06 Aug Cognitive Behavior Therapy in Addiction Treatment Gives Power to the Patient
The premise of cognitive behavior therapy toward drug and alcohol addiction lies inside the mind. Unlike other forms of therapy, this type builds around the concept that a person’s behaviors are directly linked to their thoughts and not other forces, like life situations or relationships. Cognitive behavior therapy can be empowering to people with drug and alcohol addictions because it allows the power for change to rest within the patient, rather than things they cannot control.
Therapists who specialize in cognitive behavior therapy can guide patients toward understanding and recognizing the circumstances that could trigger the use of drugs or alcohol, and teach new ways to cope with the situations that cause drug abuse. Avoidance is also a key characteristic of cognitive behavior therapy, with the goal of teaching patients ways to avoid stressors that make a resurgence of drug or alcohol use likely.
Several types of cognitive behavior therapy are commonly used for addiction cases, as recognized by the National Association of Cognitive-Behavioral Therapists. These types of treatment include dialectic behavior therapy, rational living and rational behavior therapy, or rational emotive behavior therapy. At the core of all the approaches remains the emphasis on helping the patient understand ways their addiction is triggered, and replacing the unwanted behaviors with new strategies for coping.
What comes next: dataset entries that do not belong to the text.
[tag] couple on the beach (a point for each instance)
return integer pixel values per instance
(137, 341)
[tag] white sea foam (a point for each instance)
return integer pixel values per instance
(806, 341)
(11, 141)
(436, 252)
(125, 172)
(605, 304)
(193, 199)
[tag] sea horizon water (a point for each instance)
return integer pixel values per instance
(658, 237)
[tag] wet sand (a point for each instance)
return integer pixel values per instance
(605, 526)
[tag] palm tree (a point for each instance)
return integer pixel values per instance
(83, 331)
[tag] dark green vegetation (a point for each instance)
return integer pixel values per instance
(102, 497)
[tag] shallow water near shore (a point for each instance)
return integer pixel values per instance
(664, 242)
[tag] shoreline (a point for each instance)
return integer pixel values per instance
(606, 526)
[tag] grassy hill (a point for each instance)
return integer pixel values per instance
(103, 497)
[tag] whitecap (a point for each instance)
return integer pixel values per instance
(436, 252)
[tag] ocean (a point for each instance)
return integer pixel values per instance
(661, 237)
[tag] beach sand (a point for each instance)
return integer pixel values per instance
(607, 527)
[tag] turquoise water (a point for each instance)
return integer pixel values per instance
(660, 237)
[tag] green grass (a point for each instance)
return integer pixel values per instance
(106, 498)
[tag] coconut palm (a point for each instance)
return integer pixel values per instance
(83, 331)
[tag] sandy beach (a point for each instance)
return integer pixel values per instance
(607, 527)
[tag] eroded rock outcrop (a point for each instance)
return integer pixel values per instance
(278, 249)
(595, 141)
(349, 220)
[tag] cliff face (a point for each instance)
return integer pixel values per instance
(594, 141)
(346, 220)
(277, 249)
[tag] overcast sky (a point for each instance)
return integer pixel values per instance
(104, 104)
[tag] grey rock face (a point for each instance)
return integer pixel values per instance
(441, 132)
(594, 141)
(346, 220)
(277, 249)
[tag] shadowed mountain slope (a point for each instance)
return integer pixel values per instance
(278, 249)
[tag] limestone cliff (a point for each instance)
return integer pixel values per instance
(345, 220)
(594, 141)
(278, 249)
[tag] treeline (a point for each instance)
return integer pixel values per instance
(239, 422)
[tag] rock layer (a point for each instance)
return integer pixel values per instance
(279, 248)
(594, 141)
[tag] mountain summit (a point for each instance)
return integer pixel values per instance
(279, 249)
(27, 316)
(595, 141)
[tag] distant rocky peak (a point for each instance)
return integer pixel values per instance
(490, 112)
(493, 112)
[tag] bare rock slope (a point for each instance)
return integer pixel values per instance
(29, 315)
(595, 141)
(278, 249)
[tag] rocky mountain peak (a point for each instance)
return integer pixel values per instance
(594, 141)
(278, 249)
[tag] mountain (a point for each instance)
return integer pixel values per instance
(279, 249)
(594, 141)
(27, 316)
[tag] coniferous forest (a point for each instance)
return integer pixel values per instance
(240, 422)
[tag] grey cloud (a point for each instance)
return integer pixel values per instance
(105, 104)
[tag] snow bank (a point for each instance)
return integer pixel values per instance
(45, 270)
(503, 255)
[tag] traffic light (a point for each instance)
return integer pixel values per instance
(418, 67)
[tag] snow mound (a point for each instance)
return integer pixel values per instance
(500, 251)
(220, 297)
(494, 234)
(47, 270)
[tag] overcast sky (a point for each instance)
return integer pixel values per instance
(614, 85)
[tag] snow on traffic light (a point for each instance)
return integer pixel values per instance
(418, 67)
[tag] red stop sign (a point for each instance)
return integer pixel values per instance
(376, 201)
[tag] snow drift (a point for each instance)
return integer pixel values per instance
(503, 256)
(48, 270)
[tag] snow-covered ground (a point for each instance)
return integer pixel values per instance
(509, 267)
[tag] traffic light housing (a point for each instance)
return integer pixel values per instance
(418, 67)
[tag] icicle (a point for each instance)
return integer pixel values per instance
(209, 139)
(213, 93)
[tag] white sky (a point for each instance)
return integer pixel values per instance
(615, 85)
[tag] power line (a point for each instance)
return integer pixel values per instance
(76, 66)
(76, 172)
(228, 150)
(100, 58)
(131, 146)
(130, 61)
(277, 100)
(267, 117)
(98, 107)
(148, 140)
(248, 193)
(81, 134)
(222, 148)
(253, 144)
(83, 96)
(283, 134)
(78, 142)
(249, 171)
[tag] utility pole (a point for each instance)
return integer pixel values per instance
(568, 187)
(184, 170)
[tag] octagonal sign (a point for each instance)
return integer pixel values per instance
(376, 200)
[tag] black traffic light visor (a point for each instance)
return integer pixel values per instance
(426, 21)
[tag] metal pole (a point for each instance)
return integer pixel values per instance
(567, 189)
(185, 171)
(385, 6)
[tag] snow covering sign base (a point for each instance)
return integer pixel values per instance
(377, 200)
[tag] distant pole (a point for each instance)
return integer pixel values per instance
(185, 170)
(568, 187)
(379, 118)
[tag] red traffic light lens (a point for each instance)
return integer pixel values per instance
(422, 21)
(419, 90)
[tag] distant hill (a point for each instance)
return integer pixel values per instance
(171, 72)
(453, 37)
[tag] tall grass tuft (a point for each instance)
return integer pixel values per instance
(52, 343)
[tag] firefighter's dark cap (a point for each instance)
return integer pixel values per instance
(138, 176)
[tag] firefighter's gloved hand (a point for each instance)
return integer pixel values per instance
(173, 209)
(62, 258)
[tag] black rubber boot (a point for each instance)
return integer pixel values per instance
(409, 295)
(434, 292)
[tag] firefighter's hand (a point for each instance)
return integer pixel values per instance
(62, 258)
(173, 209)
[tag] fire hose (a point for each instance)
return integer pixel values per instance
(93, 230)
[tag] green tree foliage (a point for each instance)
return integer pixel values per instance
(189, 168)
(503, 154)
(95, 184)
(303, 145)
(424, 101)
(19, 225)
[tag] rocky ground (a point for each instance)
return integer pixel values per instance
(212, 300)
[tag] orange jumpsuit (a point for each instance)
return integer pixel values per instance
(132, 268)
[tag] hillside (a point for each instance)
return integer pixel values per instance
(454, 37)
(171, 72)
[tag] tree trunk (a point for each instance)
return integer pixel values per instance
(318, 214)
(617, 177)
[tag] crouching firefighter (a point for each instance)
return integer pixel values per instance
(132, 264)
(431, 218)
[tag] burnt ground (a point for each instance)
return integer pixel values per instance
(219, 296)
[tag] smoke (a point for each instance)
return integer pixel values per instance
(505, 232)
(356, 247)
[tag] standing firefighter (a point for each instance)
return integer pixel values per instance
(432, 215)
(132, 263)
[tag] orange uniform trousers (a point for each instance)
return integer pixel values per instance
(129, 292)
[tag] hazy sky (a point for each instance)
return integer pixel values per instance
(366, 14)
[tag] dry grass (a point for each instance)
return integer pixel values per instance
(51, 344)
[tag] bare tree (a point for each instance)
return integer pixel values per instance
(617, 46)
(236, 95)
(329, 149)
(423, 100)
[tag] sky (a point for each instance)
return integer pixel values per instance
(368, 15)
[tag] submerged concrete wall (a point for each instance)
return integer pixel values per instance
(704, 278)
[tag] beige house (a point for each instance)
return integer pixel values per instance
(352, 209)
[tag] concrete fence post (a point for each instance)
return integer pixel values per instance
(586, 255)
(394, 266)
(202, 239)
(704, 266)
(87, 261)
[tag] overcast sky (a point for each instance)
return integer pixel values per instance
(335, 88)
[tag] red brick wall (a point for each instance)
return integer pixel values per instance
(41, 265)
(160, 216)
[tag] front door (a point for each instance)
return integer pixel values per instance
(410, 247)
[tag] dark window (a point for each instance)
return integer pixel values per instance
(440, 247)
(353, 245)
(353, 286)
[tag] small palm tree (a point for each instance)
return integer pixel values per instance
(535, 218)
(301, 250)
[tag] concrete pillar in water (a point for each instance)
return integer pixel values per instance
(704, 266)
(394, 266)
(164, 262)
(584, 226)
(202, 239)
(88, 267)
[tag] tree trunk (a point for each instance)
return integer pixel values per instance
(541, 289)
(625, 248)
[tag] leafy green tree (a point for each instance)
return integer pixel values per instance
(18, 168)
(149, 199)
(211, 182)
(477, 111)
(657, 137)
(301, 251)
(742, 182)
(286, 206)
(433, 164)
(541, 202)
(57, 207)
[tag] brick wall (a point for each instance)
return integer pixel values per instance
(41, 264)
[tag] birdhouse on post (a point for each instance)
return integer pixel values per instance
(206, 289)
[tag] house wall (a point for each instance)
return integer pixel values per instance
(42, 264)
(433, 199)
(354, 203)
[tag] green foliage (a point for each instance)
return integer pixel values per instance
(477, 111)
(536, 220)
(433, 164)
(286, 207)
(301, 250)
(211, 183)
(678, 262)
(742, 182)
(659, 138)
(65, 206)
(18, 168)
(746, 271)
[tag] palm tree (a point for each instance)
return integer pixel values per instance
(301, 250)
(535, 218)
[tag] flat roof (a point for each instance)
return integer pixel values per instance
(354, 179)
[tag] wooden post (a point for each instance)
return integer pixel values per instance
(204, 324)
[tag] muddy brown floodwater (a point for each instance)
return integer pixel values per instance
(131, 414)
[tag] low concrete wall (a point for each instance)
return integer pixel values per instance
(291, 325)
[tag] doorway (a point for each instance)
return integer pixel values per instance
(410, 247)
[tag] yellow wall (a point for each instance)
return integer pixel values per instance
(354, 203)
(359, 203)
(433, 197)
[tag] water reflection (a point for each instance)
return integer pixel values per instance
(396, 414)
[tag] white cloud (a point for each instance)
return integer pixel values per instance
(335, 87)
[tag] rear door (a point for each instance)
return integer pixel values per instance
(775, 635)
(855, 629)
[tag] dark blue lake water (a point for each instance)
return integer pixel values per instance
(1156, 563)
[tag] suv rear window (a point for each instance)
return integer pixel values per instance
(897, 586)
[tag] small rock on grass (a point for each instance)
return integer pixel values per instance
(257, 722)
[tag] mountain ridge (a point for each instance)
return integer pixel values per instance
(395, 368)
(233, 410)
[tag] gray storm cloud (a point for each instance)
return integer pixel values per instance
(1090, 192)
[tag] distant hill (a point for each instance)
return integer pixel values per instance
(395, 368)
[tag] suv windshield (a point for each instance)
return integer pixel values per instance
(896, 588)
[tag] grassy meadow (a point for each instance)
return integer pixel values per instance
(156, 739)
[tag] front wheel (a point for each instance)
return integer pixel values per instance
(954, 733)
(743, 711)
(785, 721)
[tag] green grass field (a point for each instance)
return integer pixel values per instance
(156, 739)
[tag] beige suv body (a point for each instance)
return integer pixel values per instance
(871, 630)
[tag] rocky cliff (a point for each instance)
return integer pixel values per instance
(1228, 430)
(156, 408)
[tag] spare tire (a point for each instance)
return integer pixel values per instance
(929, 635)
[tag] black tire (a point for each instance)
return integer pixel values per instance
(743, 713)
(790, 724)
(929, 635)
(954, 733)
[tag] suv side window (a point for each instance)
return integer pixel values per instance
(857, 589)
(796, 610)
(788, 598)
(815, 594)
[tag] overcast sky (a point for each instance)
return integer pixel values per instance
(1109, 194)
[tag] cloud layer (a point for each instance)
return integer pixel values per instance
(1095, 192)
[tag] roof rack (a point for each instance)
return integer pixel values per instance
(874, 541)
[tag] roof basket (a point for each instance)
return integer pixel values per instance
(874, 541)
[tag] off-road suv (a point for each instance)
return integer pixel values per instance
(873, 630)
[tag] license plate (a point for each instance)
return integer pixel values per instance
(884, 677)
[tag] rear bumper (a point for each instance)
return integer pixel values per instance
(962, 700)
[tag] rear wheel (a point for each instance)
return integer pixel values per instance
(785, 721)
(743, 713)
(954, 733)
A functional analysis is usually performed, in which the therapist helps the addict explore their feelings and thoughts both prior to drug or alcohol use, and afterward. As treatment progresses, the style allows for acknowledgement that effective coping strategies for stressors may never have been learned by the patient, or have been forgotten. Therapists can also model a positive conversation or reaction to a stressor as they are encouraging the formation of new skill sets for coping without drugs.
When the therapy is structured and goal-oriented, results can be achieved in a relatively short timespan, such as three to four months of visiting weekly. The style of therapy has been extensively evaluated, according to the National Institute on Drug Abuse, with more than 20 documented controlled trial tests. Overall, experts suggest cognitive behavior therapy is most successful when it is performed in conjunction with other types of recovery strategies, like group support sessions.
The treatment is also flexible, with room for the therapist to adapt strategies for the individual patient’s needs. It can be performed in a residential treatment setting or on an outpatient basis. In some cases, a decisional analysis can be effective, in which the patient explores the advantages and disadvantages to stopping their addiction.
Cognitive behavioral therapy can be adapted to a group setting, if the sessions can be extended in length and the therapist can encourage the group to participate actively. Discussions can involve things patients are trying that work or don’t work in their recovery, thus building their confidence and creating an attitude of support.
While cognitive behavioral therapy has been tested across a range of drug addictions, it is typically not suggested for patients with psychotic disorders, who are not medically sound or who have bipolar disorder.
Because cognitive behavioral therapy can be personalized, performed within a relatively short timespan, and practiced by the patient long after sessions have concluded, it remains one of the most widely evaluated and used forms for drug and alcohol addiction strategies.